Por: Pbro. Tomás Fernando Espinosa Aguilar

Ciclo A Color: Verde   12º domingo durante el año

Primea Lectura (Jer 20, 10-13)

 Lectura del libro de Jeremías. Dijo el profeta Jeremías:

Oía los rumores de la gente: “¡Terror por todas partes! ¡Denúncienlo! ¡Sí, lo denunciaremos!”. Hasta mis amigos más íntimos acechaban mi caída. “Tal vez se lo pueda seducir; prevaleceremos sobre él y nos tomaremos nuestra venganza”. Pero el Señor está conmigo como un guerrero temible: por eso mis perseguidores tropezarán y no podrán prevalecer; se avergonzarán de su fracaso, será una confusión eterna, inolvidable. Señor de los ejércitos, que examinas al justo, que ves las entrañas y el corazón, ¡que yo vea tu venganza sobre ellos!, porque a ti te he encomendado mi causa. ¡Canten al Señor, alaben al Señor, porque él libró la vida del indigente del poder de los malechores!

Palabra de Dios.

A.      Te alabamos, Señor

 Salmo (Sal 68, 8-10. 14. 17. 33-35)

R. Respóndeme, Dios mío, por tu gran amor.

Por ti he soportado afrentas, y la vergüenza cubrió mi rostro; me convertí en un extraño para mis hermanos, fui un extranjero para los hijos de mi madre: porque el celo de tu casa me devora, y caen sobre mí los ultrajes de los que te agravian. R.

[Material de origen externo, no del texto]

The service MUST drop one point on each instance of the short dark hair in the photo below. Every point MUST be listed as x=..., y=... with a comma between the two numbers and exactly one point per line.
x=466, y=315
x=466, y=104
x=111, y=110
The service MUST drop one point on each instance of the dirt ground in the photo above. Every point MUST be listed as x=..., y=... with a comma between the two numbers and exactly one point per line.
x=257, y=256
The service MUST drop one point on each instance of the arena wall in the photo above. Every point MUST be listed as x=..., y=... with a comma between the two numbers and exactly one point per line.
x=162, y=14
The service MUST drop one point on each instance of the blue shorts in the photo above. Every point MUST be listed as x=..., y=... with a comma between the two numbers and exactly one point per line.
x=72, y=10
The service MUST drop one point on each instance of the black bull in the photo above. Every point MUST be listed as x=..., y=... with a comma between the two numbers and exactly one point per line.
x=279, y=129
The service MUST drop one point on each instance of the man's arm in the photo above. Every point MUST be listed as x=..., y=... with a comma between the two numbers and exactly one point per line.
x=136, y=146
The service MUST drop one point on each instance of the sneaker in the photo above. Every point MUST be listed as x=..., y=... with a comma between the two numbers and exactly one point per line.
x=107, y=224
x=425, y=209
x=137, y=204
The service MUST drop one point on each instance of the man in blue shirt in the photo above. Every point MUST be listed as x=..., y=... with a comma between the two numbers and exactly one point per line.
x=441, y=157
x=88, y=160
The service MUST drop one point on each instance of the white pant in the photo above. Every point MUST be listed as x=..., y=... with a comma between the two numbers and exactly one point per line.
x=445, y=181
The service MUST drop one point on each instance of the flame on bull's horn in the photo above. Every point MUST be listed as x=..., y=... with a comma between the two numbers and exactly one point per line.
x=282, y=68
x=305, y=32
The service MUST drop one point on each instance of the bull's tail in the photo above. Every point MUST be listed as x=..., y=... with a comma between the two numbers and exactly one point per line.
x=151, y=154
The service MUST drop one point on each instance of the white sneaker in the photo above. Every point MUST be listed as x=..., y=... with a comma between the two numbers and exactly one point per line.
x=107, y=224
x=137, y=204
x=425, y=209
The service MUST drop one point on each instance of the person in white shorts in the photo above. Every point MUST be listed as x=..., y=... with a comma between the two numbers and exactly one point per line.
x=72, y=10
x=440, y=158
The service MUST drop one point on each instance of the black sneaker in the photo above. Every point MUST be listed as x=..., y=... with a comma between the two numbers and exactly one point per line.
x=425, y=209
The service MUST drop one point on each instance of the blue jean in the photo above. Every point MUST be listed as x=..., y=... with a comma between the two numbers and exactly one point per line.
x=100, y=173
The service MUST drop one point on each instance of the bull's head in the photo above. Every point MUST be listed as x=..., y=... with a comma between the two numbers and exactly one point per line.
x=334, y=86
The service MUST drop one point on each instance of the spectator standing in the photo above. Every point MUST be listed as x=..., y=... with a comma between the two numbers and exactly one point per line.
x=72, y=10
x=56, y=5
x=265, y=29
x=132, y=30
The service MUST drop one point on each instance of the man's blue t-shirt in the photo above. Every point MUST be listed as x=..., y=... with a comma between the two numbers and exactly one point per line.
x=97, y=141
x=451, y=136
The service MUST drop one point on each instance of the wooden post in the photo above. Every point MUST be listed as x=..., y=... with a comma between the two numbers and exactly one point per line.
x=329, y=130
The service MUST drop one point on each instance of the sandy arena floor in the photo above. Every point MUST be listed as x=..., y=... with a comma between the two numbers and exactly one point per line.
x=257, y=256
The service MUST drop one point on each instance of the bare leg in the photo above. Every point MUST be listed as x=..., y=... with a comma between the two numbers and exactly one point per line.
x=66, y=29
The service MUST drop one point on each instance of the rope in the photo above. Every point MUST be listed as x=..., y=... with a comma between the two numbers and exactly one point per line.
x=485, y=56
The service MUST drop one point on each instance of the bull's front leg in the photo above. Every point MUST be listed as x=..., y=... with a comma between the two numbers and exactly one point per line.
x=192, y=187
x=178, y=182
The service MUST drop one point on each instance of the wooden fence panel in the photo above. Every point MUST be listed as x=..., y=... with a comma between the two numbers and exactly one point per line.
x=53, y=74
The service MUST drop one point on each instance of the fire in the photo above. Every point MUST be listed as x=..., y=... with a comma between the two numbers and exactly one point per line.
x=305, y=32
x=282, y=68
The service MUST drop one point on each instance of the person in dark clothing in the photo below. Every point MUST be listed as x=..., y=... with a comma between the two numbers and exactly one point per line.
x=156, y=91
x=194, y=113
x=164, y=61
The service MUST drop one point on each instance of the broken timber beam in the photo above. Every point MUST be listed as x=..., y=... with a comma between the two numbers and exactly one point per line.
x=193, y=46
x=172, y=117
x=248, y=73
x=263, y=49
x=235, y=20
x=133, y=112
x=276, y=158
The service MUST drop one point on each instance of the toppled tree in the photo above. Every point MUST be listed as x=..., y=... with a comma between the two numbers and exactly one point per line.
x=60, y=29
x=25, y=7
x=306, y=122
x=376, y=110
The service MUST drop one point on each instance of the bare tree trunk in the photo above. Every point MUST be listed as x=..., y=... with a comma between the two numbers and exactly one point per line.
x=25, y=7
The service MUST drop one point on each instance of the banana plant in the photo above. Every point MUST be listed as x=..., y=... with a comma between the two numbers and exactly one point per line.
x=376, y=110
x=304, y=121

Pero mi oración sube hasta ti, Señor, en el momento favorable: respóndeme, Dios mío, por tu gran amor, sálvame, por tu fidelidad. Respóndeme, Señor, por tu bondad y tu amor, por tu gran compasión vuélvete a mí. R.

Que lo vean los humildes y se alegren, que vivan los que buscan al Señor; porque el Señor escucha a los pobres y no desprecia a sus cautivos. Que lo alaben el cielo, la tierra y el mar, y todos los seres que se mueven en ellos. R.

 Segunda Lectura (Rom 5, 12-15)

Lectura de la carta del apóstol san Pablo a los cristianos de Roma.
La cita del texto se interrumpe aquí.